ROANOKE TIMES 
                      Copyright (c) 1996, Roanoke Times

DATE: Wednesday, January 17, 1996            TAG: 9601170060
SECTION: NATIONAL/INTERNATIONAL   PAGE: A-4  EDITION: METRO 


IN HEALTH

Wheat bran may lower cancer risk

WASHINGTON - Scientists have uncovered more evidence that a diet high in wheat bran or calcium may lower the risk of colorectal cancer, by soaking up acids that doctors believe spur the tumors.

Arizonans fed high-dose supplements of either wheat bran or calcium produced much lower amounts of these bile acids than people on low-fiber, low-calcium diets, researchers from the Arizona Cancer Center report in today'sWednesday's Journal of the National Cancer Institute.

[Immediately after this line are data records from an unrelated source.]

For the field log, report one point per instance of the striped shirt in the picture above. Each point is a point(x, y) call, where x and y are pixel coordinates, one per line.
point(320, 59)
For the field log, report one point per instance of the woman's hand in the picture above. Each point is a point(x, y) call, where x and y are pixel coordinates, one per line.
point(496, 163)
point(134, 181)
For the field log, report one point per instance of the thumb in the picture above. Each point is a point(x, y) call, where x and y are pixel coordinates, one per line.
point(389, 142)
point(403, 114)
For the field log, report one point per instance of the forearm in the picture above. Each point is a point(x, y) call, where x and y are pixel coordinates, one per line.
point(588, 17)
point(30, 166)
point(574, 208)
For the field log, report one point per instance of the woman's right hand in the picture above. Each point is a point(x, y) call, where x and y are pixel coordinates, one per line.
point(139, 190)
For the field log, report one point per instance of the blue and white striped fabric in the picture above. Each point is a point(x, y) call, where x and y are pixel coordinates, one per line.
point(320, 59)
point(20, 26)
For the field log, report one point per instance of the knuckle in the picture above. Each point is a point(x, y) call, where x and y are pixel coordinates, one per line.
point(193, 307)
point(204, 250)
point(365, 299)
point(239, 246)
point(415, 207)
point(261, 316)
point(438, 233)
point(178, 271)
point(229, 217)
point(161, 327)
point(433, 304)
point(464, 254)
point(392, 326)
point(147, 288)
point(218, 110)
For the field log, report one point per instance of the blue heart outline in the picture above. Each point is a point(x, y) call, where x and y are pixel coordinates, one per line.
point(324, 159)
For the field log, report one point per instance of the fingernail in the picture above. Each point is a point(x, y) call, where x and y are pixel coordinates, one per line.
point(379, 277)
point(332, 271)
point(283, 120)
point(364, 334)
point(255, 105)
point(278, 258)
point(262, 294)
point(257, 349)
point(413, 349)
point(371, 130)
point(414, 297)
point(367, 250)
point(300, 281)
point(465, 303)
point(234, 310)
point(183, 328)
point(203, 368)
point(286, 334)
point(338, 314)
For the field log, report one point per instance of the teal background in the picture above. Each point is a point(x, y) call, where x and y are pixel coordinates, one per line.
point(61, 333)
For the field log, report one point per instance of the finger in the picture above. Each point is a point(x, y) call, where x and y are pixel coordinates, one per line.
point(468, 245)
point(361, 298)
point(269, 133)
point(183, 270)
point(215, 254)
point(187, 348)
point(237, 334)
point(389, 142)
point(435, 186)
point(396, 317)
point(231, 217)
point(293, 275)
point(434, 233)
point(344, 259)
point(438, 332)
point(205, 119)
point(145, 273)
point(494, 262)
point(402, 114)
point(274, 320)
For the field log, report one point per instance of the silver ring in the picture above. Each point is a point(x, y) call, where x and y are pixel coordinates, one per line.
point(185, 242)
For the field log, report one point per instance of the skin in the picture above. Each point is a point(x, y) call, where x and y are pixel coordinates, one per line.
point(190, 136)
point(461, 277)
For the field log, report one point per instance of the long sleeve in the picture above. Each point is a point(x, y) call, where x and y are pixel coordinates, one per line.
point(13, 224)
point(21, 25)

``The findings of the Arizona trial are encouraging,'' Dr. Michael Wargovich of the M.D. Anderson Cancer Center in Houston wrote in an accompanying editorial. ``While not yet proven, evidence is mounting that changing the composition of the diet ... may lead to prevention'' of colorectal cancer.

Some 138,000 Americans were diagnosed with colon or rectal cancer last year. About 55,000 died, a toll second only to lung cancer.

- Associated Press

Congress increases NIH funding 5.8%

WASHINGTON - While cutting the budget for most other agencies, Congress has given the National Institutes of Health an increase of 5.8 percent, after Republicans concluded that biomedical research was an engine of economic growth.

A bill signed recently by President Clinton provides $11.94 billion for the institutes in the current fiscal year, an increase of $655 million from the $11.28 billion spent last year.

Although Congress has cut most of the president's budget requests, it approved $175 million more than he requested for the NIH. The increase, in a bill signed by Clinton on Jan. 6, won strong support from lawmakers of both parties, including Speaker Newt Gingrich.

- The New York Times

Clotting factor lots linked to hepatitis A

WASHINGTON - The government told hemophiliacs Monday not to use several batches of clotting factor after genetic tests proved one of the products gave two patients hepatitis A.

Hepatitis A is usually a mild disease.

A batch of Alphanate Factor VIII, made by Alpha Therapeutics Corp., was genetically linked to two cases of hepatitis A, and doctors suspect it also caused a third infection, the Food and Drug Administration. said Monday.

Alpha Therapeutics told pharmacists and other distributors to stop selling Lot No. AP5014A on Dec. 8 because of a suspected risk.

A fourth patient came down with hepatitis A after taking a second Alpha clotting factor, called Factor IX, made from the same pool of blood plasma.

Although genetic tests have not proved the cause, the FDA said Monday that four lots of the AlphaNine S-D are being quarantined as a precaution. It told hemophiliacs not to use lot Nos. CA5410A, CA5412A, CA5413A and CA5421A.

Hemophiliacs who are experiencing a flu-like illness with jaundice or liver tenderness should be checked for hepatitis, the FDA said.